AM6546: DDR4 multibit ECC fault

Johnny Mostraum

Part Number: AM6546
Other Parts Discussed in Thread: AM6548, TMDX654IDKEVM

Tool/software:

Hi,

We are investigating an issue where we lately are experiencing multibit ECC fault on some of our produced controller units with the Sitara AM6548 and Nanya DDR4 (NT5AD512M8D3-HRI).

The DDR registers has been configured with “AM65x_DRA80xM_EMIF_Tool_2.03.xlsm” with the following parameters.

Data Rate: 1600 MT/s
ECC Enabled: Yes
CA Parity Enabled: Yes (Parity Latency = 4tCK)
Data Width: 32 bits
CL = 12
CWL = 9
Refresh 3.9us (>85Deg)

Going through the DDR configuration and status registers we have some questions and observations.

We have two warning flags in the DDRPHY_DX0GSR3 to DDRPHY_DX4GSR3, HVWRN (Host VREF Training Warning) and DVWRN (DRAM VREF Training Warning), both field 0x1. What could be causing these warnings?

We noticed that in “SPRUID7E AM65x Technical Reference Manual rev E”, register DDRPHY_DX8SL2PLLCR0, CPPC, 6’b000110 = PLL reference clock ranges from 280MHz to 332MHz, we assume this is an error in the manual, and should be 6’b001110?

For registers DDRPHY_PGCR6 and DDRPHY_PGSR1 “AM65x_DRA80xM_EMIF_Tool_2.03.xlsm” sets the INHVT (VT Calculation Inhibit) and VTSTOP (VT Stop) flags.
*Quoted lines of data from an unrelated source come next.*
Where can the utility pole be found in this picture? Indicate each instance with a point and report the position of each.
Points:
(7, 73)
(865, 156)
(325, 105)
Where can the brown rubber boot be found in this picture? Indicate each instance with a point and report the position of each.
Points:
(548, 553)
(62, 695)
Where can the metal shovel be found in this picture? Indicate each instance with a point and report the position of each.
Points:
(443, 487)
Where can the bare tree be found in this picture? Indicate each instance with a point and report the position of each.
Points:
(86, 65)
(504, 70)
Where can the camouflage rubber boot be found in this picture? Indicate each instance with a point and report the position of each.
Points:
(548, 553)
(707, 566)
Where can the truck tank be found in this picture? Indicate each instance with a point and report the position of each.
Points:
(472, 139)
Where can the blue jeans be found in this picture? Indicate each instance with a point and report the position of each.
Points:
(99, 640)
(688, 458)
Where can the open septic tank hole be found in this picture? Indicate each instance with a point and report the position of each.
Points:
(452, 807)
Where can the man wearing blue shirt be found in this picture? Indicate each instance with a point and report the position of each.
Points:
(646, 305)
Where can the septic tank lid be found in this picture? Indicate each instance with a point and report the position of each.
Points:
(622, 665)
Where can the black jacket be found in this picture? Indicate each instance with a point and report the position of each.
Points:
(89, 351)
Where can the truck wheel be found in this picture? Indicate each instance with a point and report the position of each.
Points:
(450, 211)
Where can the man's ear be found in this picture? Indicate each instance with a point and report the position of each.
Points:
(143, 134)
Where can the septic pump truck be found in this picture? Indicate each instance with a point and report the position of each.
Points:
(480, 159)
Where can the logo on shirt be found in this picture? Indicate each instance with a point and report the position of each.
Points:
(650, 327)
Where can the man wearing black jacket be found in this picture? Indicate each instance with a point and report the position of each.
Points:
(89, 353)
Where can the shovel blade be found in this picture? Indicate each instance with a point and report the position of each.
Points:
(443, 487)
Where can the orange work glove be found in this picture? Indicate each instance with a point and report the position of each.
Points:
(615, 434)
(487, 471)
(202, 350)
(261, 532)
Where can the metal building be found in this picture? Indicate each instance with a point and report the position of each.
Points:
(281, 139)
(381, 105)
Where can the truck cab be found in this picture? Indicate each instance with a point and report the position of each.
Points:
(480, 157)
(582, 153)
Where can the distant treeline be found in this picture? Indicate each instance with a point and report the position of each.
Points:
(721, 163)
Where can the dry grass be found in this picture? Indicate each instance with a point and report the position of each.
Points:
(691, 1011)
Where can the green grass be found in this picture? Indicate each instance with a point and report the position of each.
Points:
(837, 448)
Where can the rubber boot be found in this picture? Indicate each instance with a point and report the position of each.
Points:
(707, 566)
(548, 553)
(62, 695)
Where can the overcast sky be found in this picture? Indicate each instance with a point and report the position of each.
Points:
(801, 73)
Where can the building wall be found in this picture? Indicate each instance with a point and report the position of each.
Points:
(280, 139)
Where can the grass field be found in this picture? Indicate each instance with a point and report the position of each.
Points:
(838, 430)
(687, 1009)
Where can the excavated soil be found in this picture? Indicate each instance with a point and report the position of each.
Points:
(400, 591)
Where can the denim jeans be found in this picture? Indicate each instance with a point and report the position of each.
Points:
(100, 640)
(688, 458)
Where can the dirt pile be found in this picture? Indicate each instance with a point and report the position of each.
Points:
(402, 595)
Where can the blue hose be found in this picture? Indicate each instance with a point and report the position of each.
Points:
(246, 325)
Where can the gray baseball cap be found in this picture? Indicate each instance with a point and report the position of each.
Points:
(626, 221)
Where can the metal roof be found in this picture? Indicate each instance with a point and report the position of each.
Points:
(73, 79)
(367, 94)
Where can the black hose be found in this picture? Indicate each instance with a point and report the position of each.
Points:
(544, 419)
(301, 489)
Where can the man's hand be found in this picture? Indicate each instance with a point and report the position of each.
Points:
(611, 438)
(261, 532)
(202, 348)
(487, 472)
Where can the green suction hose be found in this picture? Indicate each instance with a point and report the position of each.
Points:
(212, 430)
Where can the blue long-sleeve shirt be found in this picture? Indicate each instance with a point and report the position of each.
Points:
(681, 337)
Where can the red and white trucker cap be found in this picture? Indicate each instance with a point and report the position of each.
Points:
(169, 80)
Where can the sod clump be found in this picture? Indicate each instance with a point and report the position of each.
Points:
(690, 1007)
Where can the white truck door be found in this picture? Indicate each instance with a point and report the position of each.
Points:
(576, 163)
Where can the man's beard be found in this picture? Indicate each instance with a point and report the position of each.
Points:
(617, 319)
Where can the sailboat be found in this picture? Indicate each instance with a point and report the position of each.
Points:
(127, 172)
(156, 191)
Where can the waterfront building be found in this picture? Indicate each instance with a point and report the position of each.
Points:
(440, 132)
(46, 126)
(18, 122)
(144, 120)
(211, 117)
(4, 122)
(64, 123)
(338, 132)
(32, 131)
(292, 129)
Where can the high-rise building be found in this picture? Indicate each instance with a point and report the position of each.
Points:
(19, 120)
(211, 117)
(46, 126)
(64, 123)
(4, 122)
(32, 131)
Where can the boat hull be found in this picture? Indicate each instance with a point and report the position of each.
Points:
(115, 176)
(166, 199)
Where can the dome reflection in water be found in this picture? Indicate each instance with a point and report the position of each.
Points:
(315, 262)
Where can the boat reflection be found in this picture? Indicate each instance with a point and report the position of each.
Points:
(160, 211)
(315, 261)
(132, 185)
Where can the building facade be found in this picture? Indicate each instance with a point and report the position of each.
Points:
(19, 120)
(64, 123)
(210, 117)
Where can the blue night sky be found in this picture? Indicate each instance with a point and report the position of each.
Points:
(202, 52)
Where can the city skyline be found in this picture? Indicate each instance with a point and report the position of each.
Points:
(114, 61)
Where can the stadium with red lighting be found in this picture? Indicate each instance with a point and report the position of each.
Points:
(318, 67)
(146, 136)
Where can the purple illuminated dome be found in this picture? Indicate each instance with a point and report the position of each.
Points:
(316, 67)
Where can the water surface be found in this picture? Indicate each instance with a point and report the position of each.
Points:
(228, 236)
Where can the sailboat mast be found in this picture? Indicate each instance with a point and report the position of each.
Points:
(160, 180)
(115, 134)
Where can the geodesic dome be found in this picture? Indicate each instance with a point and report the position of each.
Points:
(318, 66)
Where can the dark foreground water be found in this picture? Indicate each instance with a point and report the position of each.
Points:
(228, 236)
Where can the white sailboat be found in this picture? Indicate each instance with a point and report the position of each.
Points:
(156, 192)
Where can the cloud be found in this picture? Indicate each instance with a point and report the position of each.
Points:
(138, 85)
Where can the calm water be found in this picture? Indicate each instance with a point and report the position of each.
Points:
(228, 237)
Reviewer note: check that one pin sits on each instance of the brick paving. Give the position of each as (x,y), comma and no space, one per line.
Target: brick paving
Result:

Are there any situations where it would be beneficial to disable these flags?

There are multiple DDRPHY registers mentioning that larger values will give a more conservative command to command timings (list below). Today we are using the datasheet / values from AM65x_DRA80xM_EMIF_Tool_2.03.xlsm. If we make adjustments in these registers, could this have “side effects”, meaning we have to also compensate other timing parameters?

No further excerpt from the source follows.